Según las estadísticas de la Comisión Europea, la carga fiscal que soportan las rentas de capital, medida en comparación con el PIB, es prácticamente la mitad que la que tienen las rentas del trabajo: el 8,6% frente al 16,7%, según los últimos datos elaborados por Bruselas, referidos a 2008. Esta relación se ha mantenido prácticamente estable en los últimos 15 años, salvo en un breve periodo entre 2005 y 2006, en que la presión fiscal sobre el capital alcanzó los dos dígitos, al calor de los importantes rendimientos que generaron en aquellas fechas las numerosas transacciones vinculadas al sector inmobiliario.

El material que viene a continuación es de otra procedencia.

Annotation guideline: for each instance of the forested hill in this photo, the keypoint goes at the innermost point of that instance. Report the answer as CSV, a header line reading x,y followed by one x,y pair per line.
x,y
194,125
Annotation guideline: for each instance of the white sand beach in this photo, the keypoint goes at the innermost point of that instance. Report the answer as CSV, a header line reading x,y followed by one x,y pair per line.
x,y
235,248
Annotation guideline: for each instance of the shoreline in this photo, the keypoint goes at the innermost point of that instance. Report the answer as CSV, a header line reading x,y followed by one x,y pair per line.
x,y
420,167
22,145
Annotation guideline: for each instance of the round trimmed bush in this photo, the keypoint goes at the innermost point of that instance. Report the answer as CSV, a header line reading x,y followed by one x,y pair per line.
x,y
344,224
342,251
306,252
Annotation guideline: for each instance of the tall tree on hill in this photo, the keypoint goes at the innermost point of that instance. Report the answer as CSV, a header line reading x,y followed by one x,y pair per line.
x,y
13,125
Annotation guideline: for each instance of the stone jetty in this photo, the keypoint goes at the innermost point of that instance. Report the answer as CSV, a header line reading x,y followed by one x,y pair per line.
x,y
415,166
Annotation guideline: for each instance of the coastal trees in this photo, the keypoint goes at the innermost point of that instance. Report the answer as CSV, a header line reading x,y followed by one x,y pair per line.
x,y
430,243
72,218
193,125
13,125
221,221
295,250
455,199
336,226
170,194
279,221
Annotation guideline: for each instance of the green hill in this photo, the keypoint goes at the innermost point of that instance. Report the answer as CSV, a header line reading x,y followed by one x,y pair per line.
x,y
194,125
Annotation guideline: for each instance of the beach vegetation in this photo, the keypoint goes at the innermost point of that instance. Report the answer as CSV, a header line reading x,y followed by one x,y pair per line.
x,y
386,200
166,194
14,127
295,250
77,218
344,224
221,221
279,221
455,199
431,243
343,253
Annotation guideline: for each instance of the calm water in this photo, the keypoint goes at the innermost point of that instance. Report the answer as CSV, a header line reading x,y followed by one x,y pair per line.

La última reforma del IRPF adoptó el modelo dual de los países nórdicos

La última reforma del IRPF, que entró en vigor en 2007, siguió esta tendencia, adoptando un modelo fiscal extendido entre algunos países nórdicos del impuesto dual, esto es, un tratamiento claramente diferenciado para los ingresos del trabajo (gravados con hasta un 43%) y los del capital, que soportaban un tipo único del 18%. Se daba, así, el caso de que una persona que obtuviera unas plusvalías de 17.000 euros por la venta de un piso pagaba menos, el 18%, que un asalariado con esos mismo ingresos anuales, gravados con el 24%.

Esta situación se ha corregido relativamente en este ejercicio, con la elevación de la tributación de la renta del ahorro, a la que, además, se le ha introducido una cierta progresividad: los rendimientos hasta 6.000 euros soportan un tipo del 19%; y a partir de esa cantidad el gravamen pasa al 21%.

Algunos medios apuntan que el Gobierno baraja dar otra vuelta de tuerca en este ámbito de cara a 2011, elevando los tipos o introduciendo otro tramo de gravamen, en su anunciada decisión de elevar los impuestos para las rentas más elevadas.